自衛官たちの決起の果てに残ったのは、死体が転がる虚無の光景だけだった。「何も残らない」というセリフが頭の中に重く響く。
しかし、その凄惨な現場のすぐそばにある洞窟で、島田が見せた「火」の使い方は違った。
真っ暗な闇に包まれた洞窟の中、島田はマッチに火を灯す。
その小さな灯りは、何かを焼くためではなく、奥に隠れていた子供(未来・希望)を見つけ出すための道しるべとなった。
銃口から出る火は命を散らすが、島田の手の中にある火は命を救った。この洞窟のシーンは、彼が過去の呪縛から解き放たれ、未来へと踏み出すための通過儀礼だったのかもしれない。
4. 鎮魂の空へ
花火には本来、鎮魂や供養、悪疫退散といった意味が込められているという。
PTSDに苦しみ、花火大会の現場から逃げ出した島田を、工場の仲間たちは責めることなく「おかえり」と迎え入れた。技術の継承だけでなく、そこには「人を想う心」の継承があった。
物語は、島田が新潟で元気になって終わり、ではない。
彼は再び海を渡り、かつて心を壊したアフリカの地へ向かう。そこで現地の子供たちに、武器ではなく日本の「線香花火」の作り方を教えるのだ。
打ち上げのとき、島田の背後で、銃声を思わせる破裂音が響く。
振り返った島田が見たのは、亡くなったはずの仲間たちと少年兵が、静かに背中を向けて去っていく姿だった。その後で、彼が打ち上げた花火を、子供たちが笑顔で見上げる。
彼らは島田を責めなかった。あの瞬間、島田は本当の意味で過去と決別できた瞬間だったと思う。
そして、映画のラスト付近。スクリーンいっぱいに映し出されるラストの花火。
あれはフィクションの映像ではなく、実際の「長岡花火」の映像だと思う。

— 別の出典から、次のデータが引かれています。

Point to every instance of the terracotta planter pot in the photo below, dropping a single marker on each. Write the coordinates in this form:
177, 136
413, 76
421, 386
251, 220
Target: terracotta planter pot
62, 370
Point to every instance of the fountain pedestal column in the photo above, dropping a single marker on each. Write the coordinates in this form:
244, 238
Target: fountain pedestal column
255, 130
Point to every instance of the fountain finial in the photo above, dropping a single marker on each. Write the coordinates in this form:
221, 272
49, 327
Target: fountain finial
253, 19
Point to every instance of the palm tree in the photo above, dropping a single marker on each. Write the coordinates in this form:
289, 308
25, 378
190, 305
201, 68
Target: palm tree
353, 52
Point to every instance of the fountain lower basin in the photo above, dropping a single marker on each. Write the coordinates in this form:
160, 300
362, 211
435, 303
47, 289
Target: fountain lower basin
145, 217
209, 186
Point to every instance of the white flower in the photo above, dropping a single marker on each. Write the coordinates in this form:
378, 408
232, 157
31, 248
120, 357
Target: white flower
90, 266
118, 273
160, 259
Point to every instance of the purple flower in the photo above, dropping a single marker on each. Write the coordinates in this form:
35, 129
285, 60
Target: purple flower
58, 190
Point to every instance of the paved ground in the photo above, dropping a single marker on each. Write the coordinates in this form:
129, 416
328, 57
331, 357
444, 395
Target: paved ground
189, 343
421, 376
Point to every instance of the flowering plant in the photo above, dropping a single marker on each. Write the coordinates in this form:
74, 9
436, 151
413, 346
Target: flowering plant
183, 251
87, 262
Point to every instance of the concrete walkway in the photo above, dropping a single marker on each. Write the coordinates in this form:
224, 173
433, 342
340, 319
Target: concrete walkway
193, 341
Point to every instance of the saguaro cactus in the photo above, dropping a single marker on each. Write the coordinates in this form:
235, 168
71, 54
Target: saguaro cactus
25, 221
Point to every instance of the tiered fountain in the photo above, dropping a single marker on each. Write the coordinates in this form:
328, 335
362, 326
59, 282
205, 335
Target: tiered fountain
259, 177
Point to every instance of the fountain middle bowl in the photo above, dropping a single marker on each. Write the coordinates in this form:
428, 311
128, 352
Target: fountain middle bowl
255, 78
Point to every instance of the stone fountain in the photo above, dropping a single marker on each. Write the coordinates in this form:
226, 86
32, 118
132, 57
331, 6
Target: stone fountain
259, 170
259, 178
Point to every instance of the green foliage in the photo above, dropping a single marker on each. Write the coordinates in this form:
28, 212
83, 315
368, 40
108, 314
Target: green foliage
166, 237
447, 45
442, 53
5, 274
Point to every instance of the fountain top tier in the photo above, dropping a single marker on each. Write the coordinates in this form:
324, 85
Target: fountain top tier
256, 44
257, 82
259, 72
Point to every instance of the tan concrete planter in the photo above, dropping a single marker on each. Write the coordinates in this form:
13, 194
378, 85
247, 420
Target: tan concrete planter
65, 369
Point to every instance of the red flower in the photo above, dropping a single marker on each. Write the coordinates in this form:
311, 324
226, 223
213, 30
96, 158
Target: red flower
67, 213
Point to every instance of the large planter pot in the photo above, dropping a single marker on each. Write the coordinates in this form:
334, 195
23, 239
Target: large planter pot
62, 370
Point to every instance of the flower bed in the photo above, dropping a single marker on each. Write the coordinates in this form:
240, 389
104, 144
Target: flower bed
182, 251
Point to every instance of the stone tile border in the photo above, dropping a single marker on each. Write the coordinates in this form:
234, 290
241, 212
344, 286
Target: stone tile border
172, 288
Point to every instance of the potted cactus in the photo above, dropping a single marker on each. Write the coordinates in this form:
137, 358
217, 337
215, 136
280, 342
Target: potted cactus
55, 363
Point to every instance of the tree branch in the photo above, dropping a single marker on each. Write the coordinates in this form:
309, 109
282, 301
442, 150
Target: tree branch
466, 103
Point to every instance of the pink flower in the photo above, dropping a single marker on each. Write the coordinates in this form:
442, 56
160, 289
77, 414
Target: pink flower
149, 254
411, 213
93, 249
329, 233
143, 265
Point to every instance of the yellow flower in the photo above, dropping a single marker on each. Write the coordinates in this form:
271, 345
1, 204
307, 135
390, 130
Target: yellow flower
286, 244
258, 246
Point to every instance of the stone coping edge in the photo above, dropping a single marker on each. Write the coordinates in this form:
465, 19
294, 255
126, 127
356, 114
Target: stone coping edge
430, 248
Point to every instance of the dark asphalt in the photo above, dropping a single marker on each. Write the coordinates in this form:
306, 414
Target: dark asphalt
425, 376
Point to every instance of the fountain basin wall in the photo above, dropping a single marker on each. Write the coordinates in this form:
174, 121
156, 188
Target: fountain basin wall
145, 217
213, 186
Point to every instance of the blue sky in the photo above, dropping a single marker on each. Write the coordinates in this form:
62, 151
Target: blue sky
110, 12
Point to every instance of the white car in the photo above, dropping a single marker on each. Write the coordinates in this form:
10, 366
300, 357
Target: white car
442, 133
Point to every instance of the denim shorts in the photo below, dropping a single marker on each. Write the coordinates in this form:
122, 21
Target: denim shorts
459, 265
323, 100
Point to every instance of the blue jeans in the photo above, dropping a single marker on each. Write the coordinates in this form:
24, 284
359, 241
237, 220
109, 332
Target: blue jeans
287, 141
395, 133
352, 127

空襲の慰霊と、震災からの復興を願って打ち上げられる本物の祈りの火。
映画のなかで島田は、自分が作った花火を打ち上げる描写がある。その花火の名前は「夏椿」。
それは島田が背負った亡き親友や少年兵への供養であり、彼自身がこれから生きていくための「希望の光」そのものだったように思う。
「火」は使い方一つで、人を殺すことも、救うこともできる。
花火師になれなかった昭子が自分の夢を島田に託すように、法被(はっぴ)に袖を通すことが「夢」や「想い」の継承であるように、この映画もまた、観る者に「平和への想い」を託してくれる。
傷ついた魂が、鎮魂の夜空でようやく報われる。静かだが、熱い傑作だった。